For most of the 21st century, the story of NHS IT has been the slow unravelling of New Labour’s ambitions for the transformation of public services. In February 2002, Tony Blair committed his government to a programme that was supposed to take the NHS, in two years, from being largely paper-based to having a seamless IT architecture, enabling a new generation of consumer-friendly digital health services. The mistakes that were made in the pursuit of this vision, which became known as the National Programme for IT, have had devastating consequences for those whose care was supported by NHS IT systems over the last 15 years.

The government entered into huge contracts with large corporations that promised to supply systems they couldn’t engineer, and for which the NHS couldn’t specify the requirements, under a set of hugely prescriptive constraints determined by the politicians who had initiated the process. It wasn’t an unmitigated disaster: radiology departments moved quickly from analogue to digital; it became straightforward to transfer records between GP practices; email and directory services were transformed. But it was, undeniably, a disaster. For all the billions that were spent, the central aim, to transform hospital IT services, was never achieved.
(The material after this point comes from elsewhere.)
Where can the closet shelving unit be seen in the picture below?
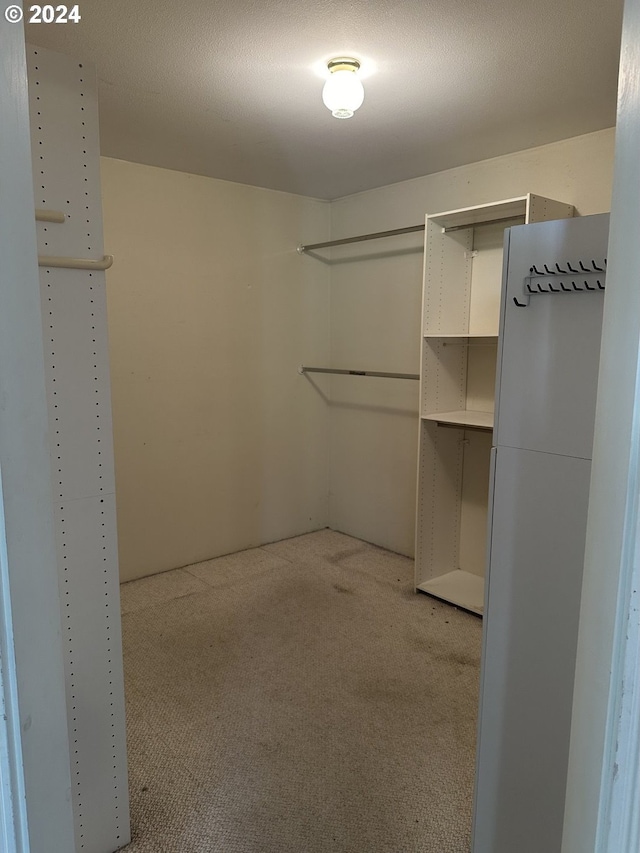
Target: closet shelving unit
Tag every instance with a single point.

After the 2010 election, the coalition government dismantled the programme and busied itself creating other difficulties for the service, its employees and their patients – until 2013, when Jeremy Hunt promised to spend £4 billion making the NHS paper-free within five years. Last year a US doctor, Robert Wachter, was invited to review progress and produced an unusually lucid and helpful report. One of its sensible conclusions was that the 2018 target should be scrapped. Wachter argued that the lessons of New Labour’s National Programme should be learned but not overlearned. He suggested that the available funds should be spent carefully, and would be best focused on trusts that were already some way to achieving ‘digital excellence’. The report was accepted and a premier league of ‘global digital exemplars’ identified, along with a second tier of ‘fast followers’. To the staff in less fortunate trusts, and to those staring at frozen screens this weekend, this must look a lot like trickle-down economics.
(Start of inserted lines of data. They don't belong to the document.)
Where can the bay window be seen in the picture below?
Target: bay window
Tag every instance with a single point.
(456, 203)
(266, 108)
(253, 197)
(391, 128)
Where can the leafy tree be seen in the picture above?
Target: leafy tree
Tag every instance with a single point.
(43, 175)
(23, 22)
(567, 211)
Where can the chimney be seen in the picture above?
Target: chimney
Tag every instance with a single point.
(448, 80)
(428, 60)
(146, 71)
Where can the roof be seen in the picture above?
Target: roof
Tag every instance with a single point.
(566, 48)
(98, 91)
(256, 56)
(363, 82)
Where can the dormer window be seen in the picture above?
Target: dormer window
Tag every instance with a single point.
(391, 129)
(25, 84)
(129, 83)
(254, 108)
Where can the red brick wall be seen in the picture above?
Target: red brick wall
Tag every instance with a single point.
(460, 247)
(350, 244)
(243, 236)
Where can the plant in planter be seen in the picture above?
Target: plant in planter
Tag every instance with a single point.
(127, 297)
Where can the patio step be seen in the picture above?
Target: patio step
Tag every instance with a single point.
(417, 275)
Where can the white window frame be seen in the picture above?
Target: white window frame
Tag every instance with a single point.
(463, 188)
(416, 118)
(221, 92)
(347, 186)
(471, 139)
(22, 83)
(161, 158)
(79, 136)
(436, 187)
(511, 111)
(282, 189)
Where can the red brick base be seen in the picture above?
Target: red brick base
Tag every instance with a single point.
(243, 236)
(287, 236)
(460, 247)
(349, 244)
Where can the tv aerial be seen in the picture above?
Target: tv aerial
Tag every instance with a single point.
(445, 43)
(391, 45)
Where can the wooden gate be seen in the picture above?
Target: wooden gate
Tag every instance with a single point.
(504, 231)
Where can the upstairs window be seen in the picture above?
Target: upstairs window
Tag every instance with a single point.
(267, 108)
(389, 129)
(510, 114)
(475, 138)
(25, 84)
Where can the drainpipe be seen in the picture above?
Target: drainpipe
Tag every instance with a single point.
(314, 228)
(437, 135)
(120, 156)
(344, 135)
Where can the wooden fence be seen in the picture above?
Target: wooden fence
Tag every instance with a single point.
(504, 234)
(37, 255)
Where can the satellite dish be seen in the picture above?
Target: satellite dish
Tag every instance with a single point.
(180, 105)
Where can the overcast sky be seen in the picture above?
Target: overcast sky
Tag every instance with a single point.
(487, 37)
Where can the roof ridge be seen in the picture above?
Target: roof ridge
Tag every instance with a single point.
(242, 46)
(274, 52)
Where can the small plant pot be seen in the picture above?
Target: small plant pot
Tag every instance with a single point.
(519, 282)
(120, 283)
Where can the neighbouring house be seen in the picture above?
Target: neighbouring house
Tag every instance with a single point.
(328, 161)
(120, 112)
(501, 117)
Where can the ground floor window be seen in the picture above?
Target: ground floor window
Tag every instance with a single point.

In the hospital over the road from where I work, IT staff try to maintain and support something like 350 different computer systems, navigating a variety of different contracts with a diverse range of suppliers. It isn’t sustainable. The rational thing to do would be to procure a single integrated system that supports most of the hospital’s essential functions. Only a handful of US companies can meet the requirements of the tendering process for such a system. It isn’t clear that any can do so on terms that the trust can afford. But look what happens if nothing is done.


  • 15 May 2017 at 2:31pm
    David Timoney says:
    An irony of the criticism currently being levelled at the NHS is that its problems with IT arise from the adoption (starting in the 90s) of private sector "best practice" rather than the incompetence of bureaucrats. Chief among these practices were "buy not build" - i.e. use commercial, off-the-shelf software where possible - and a reliance on outsourcing for design and implementation.

    This makes sense for the majority of businesses, who are neither large enough nor specialised enough to justify a bespoke system or inhouse development, but it makes little sense for a complex organisation like the NHS. What the advocates had failed to appreciate was that the NHS's traditional difficulties with IT and data management arose from the divisions within the organisation. Not for the first time, IT was erroneously held up as a solution for organisational and process deficiencies, and one that could be imposed from without.

    The marketisation of the NHS, begun by the Tories but perpetuated by New Labour, has simply amplified the inappropriate application of private sector "solutions", while the politically-driven fragmentation of the service since 2010 has exacerbated the organisational and process deficiencies. IT is just one dimension of this, so the current problems should be seen as symptomatic of a wider malaise, not as a tech failure.

  • 16 May 2017 at 3:48pm says:
    The large IT-sector companies (Google, Facebook, Amazon - unfortunately all tax avoiders, allegedly) have developed their in-house systems using Linux. NYSE and LSE have followed the same route. Why didn't the NHS? Windows is just a problem waiting to happen.

  • 17 May 2017 at 9:50am
    J_Bradley says:
    The newish GDS (Government Digital Service) is a brilliant example of how large public IT projects can succeed by bringing private sector expertise in-house. Shame that wasn't part of the plan for the NHS.